The Dobermans seemed to adore the Mealybug, or at least they admired what she was eating, from a big ceramic trough. A kind of flower-planter, loaded with five-star hotel fruit plates dumped under her beak like ten Carmen Miranda headdresses: pineapple chunks, kiwi, sliced coconut, canistel, chocolate persimmon, jackfruit, mamey, sapote, tiny little purple plantains, all of this bounty fermenting in the trough with a minor cloud of fruit flies.

She didn’t mind the fruit flies, being akin to them. She was lozenge-shaped, flower-like, with waxy, pink-tinted petals all over her. Her mouth slurped steadily, like a teen-girl over a too-thick milkshake, and she had round lidless shoe-button eyes, six of them, coyly hidden under wax flakes like bangs.

She was warm-blooded. Hotter than human blood-heat, even, hot and smelly—a good smell, like fresh-baked bread. Not as big as a human woman, but good-sized, bigger than the Dobermans. I got the impression that her six limbs, which were demurely folded under her, were not like bugs’ arms, they were like girls’ arms, sleek and tender-skinned, with bones inside, and nicely-kept embroidery-needle fingers.

I felt absolutely no sense of repulsion. I felt awe.

“How long have you been with her?” I asked Pavel.

“I wasn’t the first to protect her, but I was the first to survive. We got wind of those meteors out of the desert—chunks of raw gold falling out the sky in the Rub’ al Khali.” He lifted his doddering head. “I had lost the War on Terror. But with her, I couldn’t lose. Always the winner, with her. And never two days alike, with her! Every day an adventure! She’s so beautiful.”

A big beautiful many-limbed bug slurping up rotting fruit at a trough. If you’d told me that I’d buy that, I would have laughed at you. But that’s not how I felt. Just being near her gave me a sense of peace, like all the striving I had been doing, my whole life, was wasted energy. That was over now. I didn’t have to be smart all the time just to survive.

“You feel it too, don’t you,” Pavel said. “She plays the crypto game better than any human, enough to pile a stack of imaginary coins up to the stars. But who needs money when you have her?”

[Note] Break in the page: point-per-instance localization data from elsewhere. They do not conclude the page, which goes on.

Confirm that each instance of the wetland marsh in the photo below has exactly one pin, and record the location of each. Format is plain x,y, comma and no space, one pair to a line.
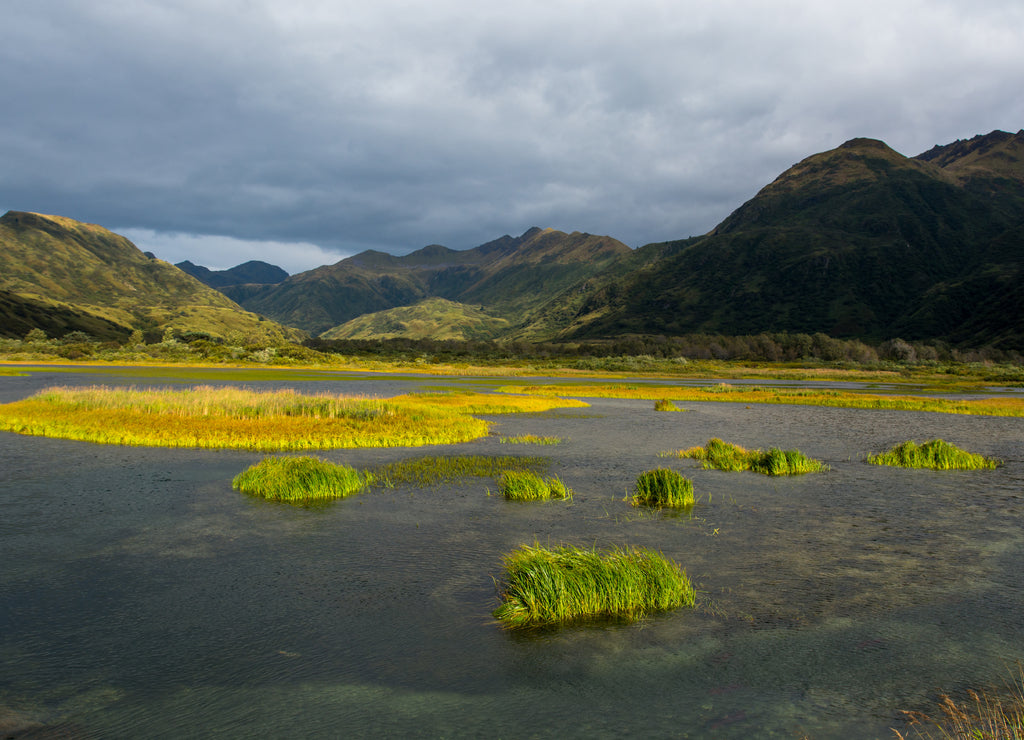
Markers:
141,596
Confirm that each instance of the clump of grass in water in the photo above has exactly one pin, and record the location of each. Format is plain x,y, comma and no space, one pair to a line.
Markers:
663,487
717,454
529,439
299,479
568,583
936,454
434,470
527,486
664,404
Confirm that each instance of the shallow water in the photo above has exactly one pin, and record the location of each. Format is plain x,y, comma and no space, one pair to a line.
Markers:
141,597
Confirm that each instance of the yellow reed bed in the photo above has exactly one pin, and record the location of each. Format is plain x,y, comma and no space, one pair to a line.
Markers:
802,396
244,419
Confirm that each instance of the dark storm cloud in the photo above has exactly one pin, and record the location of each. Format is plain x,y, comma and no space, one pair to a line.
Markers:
262,128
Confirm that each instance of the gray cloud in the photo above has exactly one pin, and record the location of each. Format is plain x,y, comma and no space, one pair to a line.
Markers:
282,125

“And they’re coming to kill her,” I said. “We can’t let that happen.”

A door chime sounded. Pavel pulled a Beretta M9 sidearm, looked reluctantly at the powerful, elegant weapon in his palsied hand, and put the gun back in his armpit. I left him with the Mealybug and hurried to the security screen room.

Outside the mansion’s front door stood three elegant, well-to-do white women. A blonde, a redhead—and Jacqui.

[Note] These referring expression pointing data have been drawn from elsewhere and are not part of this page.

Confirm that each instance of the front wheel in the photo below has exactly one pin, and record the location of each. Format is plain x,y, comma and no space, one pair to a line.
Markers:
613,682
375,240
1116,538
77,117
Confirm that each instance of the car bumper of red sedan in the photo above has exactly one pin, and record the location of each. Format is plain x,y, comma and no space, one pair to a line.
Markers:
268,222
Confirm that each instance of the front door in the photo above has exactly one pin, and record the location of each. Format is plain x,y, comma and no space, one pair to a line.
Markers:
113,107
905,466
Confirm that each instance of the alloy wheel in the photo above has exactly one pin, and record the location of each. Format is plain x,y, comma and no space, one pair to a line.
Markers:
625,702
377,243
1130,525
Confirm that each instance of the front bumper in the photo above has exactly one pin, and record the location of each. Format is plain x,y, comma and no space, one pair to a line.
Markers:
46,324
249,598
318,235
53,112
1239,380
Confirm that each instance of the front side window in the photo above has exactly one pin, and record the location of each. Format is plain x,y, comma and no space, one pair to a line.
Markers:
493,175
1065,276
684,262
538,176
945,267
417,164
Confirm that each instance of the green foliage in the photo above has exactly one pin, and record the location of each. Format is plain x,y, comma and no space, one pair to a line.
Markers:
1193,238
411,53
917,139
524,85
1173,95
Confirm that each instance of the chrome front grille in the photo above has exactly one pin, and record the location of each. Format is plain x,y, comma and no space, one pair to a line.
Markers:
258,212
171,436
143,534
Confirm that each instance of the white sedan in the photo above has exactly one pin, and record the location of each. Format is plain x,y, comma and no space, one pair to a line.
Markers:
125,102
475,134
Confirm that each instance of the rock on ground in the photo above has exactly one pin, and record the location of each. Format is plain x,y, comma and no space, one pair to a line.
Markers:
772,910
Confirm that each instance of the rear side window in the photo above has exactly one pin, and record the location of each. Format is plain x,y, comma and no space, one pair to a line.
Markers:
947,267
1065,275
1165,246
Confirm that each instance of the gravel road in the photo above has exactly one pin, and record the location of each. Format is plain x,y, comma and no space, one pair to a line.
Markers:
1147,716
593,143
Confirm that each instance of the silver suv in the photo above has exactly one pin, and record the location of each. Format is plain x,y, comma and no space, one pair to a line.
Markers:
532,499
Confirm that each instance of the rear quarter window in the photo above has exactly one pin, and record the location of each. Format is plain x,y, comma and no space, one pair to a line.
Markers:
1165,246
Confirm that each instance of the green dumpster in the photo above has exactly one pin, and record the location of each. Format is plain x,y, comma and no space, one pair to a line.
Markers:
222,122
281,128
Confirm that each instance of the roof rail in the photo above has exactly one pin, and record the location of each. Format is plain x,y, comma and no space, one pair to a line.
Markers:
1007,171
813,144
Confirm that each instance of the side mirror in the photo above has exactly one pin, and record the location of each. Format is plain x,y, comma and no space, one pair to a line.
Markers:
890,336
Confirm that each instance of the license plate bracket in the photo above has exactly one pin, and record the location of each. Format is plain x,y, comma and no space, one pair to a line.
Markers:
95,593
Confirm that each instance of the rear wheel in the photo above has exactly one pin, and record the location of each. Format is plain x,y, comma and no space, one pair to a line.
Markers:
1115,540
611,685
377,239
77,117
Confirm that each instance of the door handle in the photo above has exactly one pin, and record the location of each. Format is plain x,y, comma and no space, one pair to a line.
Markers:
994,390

“Hello in there?” Jacqui said, leaning to the speaker so her face loomed in the camera. “We’re here for the Historic Homes of Miami Tour? Your gate was open. May we come in?”

I couldn’t find the speaker button to reply to her. This didn’t seem to bother Jacqui’s WASP friends. They ignored the locked house, plucked up some fallen Florida palmetto leaves—like canoe paddles, with teeth on both sides—and commenced to thrash the garden foliage. There were cocoons in the trees. The Mealybug’s children, stuck in tropical bushes like Mexican pinatas.

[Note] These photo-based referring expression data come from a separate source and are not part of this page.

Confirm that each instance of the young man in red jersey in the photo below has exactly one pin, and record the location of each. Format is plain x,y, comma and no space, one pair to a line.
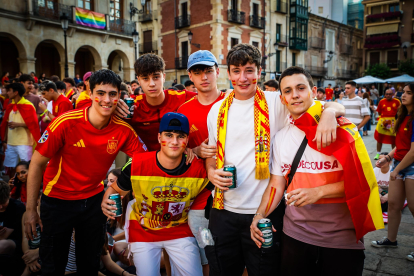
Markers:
150,108
80,147
203,71
165,187
61,104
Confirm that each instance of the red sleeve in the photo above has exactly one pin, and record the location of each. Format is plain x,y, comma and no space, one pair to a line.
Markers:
64,107
133,144
51,142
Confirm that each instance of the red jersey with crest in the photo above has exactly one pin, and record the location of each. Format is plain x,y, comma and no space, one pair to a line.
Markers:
146,119
388,108
61,105
81,155
197,118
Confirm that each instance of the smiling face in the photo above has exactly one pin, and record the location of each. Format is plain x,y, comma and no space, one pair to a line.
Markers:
152,85
297,95
173,144
104,99
205,80
244,80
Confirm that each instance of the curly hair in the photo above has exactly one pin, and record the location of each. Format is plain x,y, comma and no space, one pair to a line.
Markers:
244,53
149,64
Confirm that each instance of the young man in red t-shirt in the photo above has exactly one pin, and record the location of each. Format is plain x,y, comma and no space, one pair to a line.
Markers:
150,107
61,104
80,147
203,71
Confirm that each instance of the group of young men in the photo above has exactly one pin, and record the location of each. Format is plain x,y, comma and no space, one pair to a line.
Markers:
256,131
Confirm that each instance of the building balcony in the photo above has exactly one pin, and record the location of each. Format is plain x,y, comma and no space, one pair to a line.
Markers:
121,26
296,43
346,49
317,43
281,6
257,21
182,21
51,10
317,71
385,16
145,17
148,47
236,16
382,41
181,63
282,40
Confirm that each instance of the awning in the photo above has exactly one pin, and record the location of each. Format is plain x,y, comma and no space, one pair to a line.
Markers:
383,29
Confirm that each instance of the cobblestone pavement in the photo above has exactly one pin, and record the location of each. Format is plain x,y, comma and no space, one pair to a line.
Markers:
390,261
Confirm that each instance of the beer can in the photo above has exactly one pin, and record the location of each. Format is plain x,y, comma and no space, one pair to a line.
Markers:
232,169
35,243
265,225
118,204
130,103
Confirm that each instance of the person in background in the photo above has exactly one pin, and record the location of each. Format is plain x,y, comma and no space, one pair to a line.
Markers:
189,86
374,94
271,85
320,94
11,212
18,182
401,184
329,93
384,132
77,79
340,97
355,109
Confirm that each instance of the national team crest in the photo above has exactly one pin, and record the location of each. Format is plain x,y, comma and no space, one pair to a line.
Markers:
112,146
44,137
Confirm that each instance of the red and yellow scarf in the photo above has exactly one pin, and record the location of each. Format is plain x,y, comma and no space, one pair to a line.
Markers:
361,189
261,134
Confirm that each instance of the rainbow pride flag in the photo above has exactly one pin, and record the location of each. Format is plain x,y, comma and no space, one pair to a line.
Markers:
90,19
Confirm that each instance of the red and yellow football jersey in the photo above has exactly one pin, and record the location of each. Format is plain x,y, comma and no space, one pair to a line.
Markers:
388,108
61,105
146,119
81,155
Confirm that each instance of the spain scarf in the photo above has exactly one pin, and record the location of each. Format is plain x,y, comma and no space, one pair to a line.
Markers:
29,116
261,134
361,189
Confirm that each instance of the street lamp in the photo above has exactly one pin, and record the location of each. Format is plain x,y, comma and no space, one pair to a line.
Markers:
65,24
190,38
133,10
135,38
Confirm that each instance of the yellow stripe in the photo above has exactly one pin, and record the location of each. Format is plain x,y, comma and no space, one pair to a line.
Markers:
67,118
49,186
119,122
70,113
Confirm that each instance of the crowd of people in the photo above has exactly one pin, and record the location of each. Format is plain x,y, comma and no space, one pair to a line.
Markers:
295,148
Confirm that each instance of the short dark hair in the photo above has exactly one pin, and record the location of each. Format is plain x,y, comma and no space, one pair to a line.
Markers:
320,89
272,83
25,77
51,85
244,53
352,83
17,87
60,85
148,64
188,83
179,86
70,81
293,70
104,76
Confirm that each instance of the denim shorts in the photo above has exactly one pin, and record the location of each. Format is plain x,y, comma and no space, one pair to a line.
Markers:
408,172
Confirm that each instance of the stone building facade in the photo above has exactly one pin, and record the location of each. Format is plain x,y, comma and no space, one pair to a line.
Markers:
32,40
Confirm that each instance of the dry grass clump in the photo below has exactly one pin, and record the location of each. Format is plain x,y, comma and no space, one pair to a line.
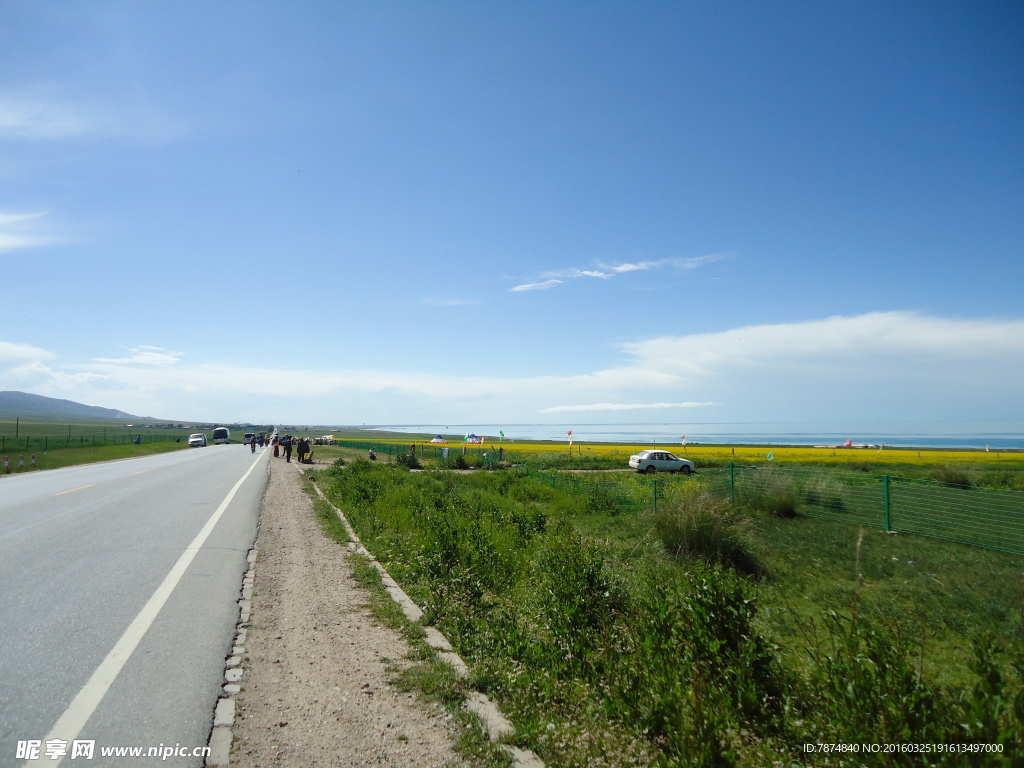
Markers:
699,525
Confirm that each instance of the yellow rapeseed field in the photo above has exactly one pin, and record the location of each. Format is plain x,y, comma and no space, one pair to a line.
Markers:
759,454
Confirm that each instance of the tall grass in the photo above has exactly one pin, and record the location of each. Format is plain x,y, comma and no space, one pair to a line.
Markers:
700,525
649,658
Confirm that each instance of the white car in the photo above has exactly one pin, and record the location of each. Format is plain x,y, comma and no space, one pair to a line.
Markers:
659,461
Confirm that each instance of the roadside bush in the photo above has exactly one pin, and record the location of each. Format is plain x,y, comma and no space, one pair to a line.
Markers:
770,492
956,476
699,525
825,495
409,461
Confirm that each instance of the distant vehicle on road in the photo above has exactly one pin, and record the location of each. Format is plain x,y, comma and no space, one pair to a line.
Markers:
659,461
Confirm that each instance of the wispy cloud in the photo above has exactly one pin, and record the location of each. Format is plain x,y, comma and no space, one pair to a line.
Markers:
38,114
878,366
606,271
622,407
538,286
20,230
143,355
449,302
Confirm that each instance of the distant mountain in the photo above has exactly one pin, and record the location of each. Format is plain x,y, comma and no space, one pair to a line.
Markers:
36,407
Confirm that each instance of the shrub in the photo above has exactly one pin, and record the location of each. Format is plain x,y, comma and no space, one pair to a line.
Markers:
825,495
772,493
701,526
409,461
964,477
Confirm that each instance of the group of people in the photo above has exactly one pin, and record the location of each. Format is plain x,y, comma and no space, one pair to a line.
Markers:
285,445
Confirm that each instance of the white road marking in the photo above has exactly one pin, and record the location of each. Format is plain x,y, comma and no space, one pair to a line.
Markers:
80,487
78,713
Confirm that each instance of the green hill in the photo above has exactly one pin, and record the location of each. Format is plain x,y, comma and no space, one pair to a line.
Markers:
30,407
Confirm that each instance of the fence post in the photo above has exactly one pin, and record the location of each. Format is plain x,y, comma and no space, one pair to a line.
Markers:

Pavel Marco appeared behind me. “This is it,” he said, “the assault.” He pulled open a drawer and got out a Mercedes key fob. “Get the SUV out of the garage. I’ll get the Mealybug.”

I hesitated. I couldn’t leave Jacqui out there. Instead of finding the garage I went out to rescue her. I caught up to her as she stood staring at her women friends. Except they weren’t women anymore.

The women—the wasp-things—were grabbing the shattered larvae. Their jaws unhinged and they went mad with frenzied glee, devouring the Mealybug’s babies. The pulp of the larvae dripped from their maws to their cute frocks.

“Whoa!” Jacqui said. “Those are Lily Pulitzer dress sets! We just bought those!”

“We need to leave. Right now.”

“What happened to my friends?”

“They’re not your friends. They’re extraterrestrial exterminators.”

“What are they eating?”

“The Mealybug’s babies.”

“Wow! That’s so creepy! Let’s get out of here.”

“I have to save the Mealybug,” I said, clutching the key fob. “There’s a car in the garage. I need to get it.”

“Gimme that,” Jacqui said, grabbing the fob from my hand. “I’ll get the car. You get the Mealybug.”

She seemed energized in a way I had not seen before. More WASP women arrived at the gate.

I dashed back into the house. In the boudoir, Pavel was communing with the Mealybug, who held his shriveled hands with two of her six arms, her gray eyes shining.

“We must reach the yacht,” Pavel said. “I used to be able to lift her.”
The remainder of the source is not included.